Diğer tarafın bazı tavsiyelerini dikkate almıyoruz. Devlet başkanımız açıkça söyledi. Biz, hem Ukrayna ile hem Avrupa ile, iyi niyetle yaklaşan herkesle müzakereye hazırız. Barışa ulaşmak isteyen herkesle müzakereye hazırız.
Biz bu çatışmaları ancak ve ancak kesin bir sonuca ulaştığımız zaman yani Rusya tarafını tatmin edecek bir sonuç olursa bu savaş duracaktır.”
Bakan Fidan: “Son günlerde Amerika ile Rusya arasında yapılan görüşmelerde gündeme gelen güvenlik garantileri ve diğer konular, bizim de yakından takip ettiğimiz konular. Prensip itibarıyla Türkiye, barışa katkıda bulunacak her türlü adımı atmayı hazırdır.”
Bakan Fidan: “Biz uzun yıllardır biliyoruz ki İsrail, kendi güvenliği adına özellikle sınırdaş olan ülkelerde Ürdün, Lübnan, Suriye buralarda bir zayıflık, istikrarsızlık ortamı yaratma konusunda bir proje geliştirmiş durumda. Hatta bunun da daha ötesine giderek ikinci kuşakta bulunan ülkelerin belli askeri kabiliyetleri kazanmaması yönünde ABD ile de ciddi bir şekilde çalışıyor.

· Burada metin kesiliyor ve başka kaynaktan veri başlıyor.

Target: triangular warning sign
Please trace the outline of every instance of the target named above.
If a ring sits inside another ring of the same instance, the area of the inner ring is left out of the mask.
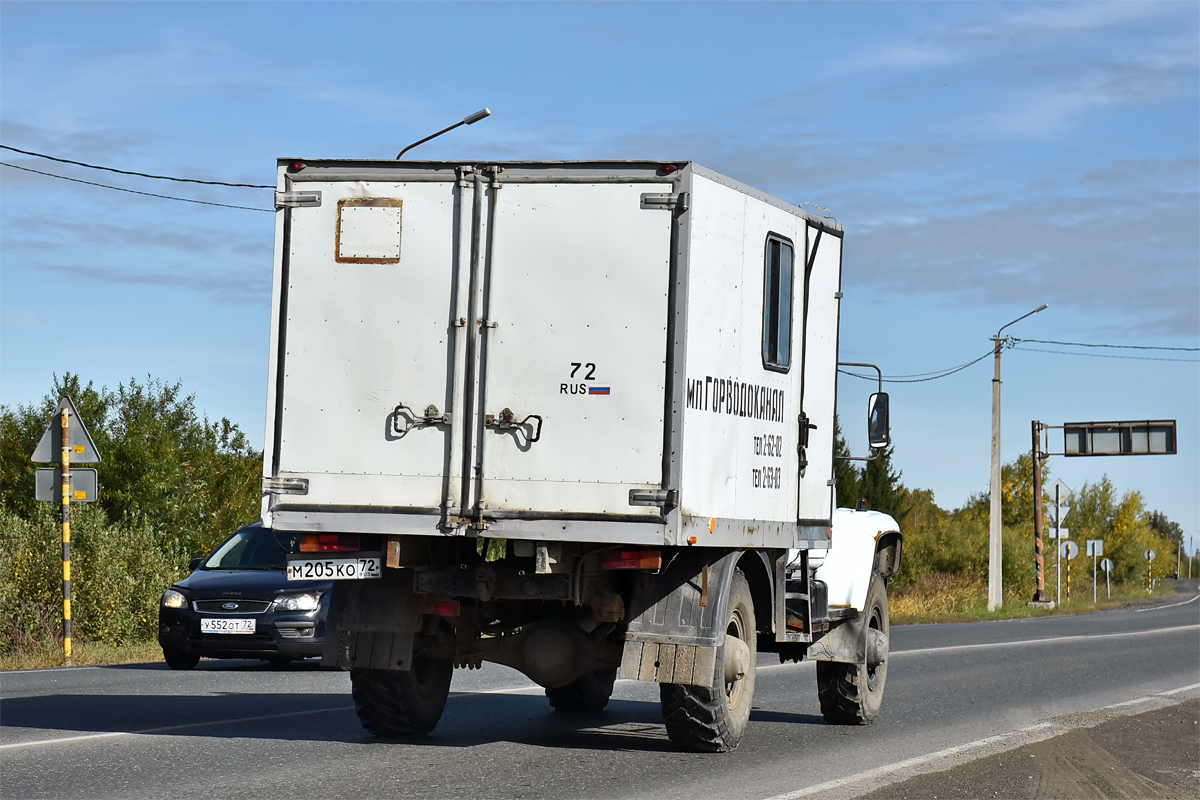
[[[70,397],[64,397],[59,401],[59,413],[50,420],[49,427],[42,434],[42,440],[37,443],[37,450],[34,451],[31,461],[35,464],[58,464],[62,462],[62,409],[67,409],[71,414],[67,426],[71,463],[98,464],[100,453],[96,452],[96,443],[91,440],[88,426],[84,425],[83,417],[79,416],[79,411],[76,410],[74,403],[71,402]]]

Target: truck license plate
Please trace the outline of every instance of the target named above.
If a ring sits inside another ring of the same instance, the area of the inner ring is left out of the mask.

Bizim tavsiyemiz, hala fırsat varken bu intihar politikalarından Netanyahu hükümetinin vazgeçmesi, uluslararası toplumun bir an önce bu konuda gerekli telkinde ve baskıda bulunması. Aksi takdirde her türlü şeyi kontrol altına aldığınızı düşünürsünüz ama beklemediğiniz bir noktada başka bir kriz, kaos kendisini gösterir. Umarım yol yakınken bu politikadan dönerler.”